Campagne de l'Agence BIO
86% des Français pensent qu’il faut développer l’agriculture biologique selon le Baromètre 2008 de l’Agence BIO. Ce sondage, réalisé en octobre auprès de 1050 personnes montre que l’image des produits bio est très positive : pour 90% des français les produits bio sont « plus naturels car cultivés sans produits chimiques », ils « contribuent à préserver l’environnement » (89%), sont « meilleurs pour la santé » (84%) et pour 75% des français les qualités nutritionnelles des aliments bio sont mieux conservées que ceux des produits non biologiques.
Mais en consomment-ils ?
Ce n’est pas pour autant que les français sont tout passés au bio. Toujours selon cette même enquête, 44% des Français consomment un produit bio au moins une fois par mois, 23% au moins une fois par semaine et, parmi ceux-ci, 8% tous les jours. Si le bio se développe puisque 21% des consommateurs acheteurs bio disent en consommer depuis moins de 2 ans, les produits classiques ont encore la côte. Pourquoi cet écart entre image du bio et consommation ? Peut-être le prix ? Seulement 39% des français considèrent qu’il est normal de payer plus cher un produit biologique et en moyenne ils sont prêts à payer 12% de plus.

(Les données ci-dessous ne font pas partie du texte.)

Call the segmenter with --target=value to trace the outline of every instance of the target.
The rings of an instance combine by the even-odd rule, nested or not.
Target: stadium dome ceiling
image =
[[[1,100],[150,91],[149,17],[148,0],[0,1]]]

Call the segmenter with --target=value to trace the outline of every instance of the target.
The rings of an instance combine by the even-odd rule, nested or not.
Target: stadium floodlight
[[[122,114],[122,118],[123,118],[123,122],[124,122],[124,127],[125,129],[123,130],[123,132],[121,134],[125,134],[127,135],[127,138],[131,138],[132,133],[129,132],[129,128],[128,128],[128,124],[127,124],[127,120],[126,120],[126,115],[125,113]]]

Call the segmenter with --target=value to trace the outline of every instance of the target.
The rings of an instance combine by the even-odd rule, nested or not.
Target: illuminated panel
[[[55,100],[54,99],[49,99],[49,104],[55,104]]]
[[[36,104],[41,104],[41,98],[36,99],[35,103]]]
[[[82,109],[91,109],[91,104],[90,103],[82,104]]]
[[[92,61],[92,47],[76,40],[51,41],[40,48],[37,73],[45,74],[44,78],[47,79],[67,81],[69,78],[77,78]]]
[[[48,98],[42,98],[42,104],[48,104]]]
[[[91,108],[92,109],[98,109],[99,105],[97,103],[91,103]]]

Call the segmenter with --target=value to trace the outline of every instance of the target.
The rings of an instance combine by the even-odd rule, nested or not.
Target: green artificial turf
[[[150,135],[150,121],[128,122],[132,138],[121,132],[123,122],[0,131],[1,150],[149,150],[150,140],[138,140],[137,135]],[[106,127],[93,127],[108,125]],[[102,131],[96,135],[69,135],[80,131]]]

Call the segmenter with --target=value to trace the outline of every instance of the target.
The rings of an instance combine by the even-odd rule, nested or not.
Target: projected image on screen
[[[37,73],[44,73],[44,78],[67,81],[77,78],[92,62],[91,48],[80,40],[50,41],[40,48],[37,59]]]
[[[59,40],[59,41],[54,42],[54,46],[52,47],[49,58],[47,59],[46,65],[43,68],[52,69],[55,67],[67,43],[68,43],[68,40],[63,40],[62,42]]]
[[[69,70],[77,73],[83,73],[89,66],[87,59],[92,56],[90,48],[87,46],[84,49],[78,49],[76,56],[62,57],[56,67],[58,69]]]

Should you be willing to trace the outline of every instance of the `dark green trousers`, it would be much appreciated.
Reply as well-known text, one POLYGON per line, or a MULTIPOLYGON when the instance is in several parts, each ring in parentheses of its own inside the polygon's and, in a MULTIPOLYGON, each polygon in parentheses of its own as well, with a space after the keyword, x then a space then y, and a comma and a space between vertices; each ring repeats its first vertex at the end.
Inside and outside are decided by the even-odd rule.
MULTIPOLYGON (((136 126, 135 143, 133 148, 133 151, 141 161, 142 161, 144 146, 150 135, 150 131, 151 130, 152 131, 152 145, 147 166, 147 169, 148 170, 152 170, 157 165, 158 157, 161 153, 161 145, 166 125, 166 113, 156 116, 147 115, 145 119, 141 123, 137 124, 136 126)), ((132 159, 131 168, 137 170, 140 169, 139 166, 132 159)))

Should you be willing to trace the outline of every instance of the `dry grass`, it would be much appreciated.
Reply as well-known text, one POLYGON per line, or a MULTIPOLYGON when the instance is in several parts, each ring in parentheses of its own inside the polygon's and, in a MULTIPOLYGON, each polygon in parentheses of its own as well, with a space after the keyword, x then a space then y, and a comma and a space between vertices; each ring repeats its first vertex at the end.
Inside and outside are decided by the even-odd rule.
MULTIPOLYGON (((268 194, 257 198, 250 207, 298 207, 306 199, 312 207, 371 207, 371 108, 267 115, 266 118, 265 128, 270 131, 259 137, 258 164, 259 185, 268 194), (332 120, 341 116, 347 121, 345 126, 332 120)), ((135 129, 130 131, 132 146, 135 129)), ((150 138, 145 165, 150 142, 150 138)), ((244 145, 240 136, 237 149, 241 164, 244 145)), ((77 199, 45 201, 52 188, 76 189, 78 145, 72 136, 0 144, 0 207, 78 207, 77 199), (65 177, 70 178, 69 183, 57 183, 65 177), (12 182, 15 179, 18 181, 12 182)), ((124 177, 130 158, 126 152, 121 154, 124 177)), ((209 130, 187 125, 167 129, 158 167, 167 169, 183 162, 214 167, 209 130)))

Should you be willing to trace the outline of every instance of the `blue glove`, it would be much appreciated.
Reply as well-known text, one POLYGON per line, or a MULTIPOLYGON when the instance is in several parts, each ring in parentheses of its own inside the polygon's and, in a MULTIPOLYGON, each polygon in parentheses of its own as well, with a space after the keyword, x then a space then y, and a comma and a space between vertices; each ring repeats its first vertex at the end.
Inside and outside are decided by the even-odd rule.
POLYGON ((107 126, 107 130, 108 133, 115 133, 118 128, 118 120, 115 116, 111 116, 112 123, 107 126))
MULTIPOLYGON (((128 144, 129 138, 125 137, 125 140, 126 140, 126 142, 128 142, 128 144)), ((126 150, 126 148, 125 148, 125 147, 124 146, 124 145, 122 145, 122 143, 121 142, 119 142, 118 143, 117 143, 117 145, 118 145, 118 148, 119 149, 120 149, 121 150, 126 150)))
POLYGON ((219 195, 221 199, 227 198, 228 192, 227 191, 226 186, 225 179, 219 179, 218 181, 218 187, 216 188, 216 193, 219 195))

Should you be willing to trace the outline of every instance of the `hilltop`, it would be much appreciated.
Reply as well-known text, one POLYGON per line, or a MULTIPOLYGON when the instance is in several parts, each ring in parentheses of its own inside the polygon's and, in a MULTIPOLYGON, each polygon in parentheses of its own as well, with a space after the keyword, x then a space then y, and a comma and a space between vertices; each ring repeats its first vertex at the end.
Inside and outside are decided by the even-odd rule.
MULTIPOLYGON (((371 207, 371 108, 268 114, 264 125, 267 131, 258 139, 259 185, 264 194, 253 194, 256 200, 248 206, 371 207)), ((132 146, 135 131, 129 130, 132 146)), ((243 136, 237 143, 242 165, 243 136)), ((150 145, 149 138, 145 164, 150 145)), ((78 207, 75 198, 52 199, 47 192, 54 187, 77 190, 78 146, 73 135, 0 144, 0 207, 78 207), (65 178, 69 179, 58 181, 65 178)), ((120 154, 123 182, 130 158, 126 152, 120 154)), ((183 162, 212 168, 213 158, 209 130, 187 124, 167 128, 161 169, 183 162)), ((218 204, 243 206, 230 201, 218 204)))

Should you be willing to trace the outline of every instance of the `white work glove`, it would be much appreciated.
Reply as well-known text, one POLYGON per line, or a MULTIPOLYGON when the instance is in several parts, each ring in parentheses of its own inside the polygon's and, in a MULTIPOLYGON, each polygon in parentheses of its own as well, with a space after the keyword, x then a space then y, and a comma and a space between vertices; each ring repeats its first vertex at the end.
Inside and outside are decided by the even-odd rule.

Première remarque, ce n’est évidemment pas parce que l’on mange bio que l’on mange sainement ! Il ne suffit pas d’acheter bio pour manger équilibré même si prêter attention à ce que l’on met dans son assiette favorise la réflexion sur ce que l’on mange… La question du coût reste centrale même si certains pensent que manger bio ne coute pas plus cher parce qu’en cuisinant on réalise des économies car on limite le nombre de produits préparés achetés.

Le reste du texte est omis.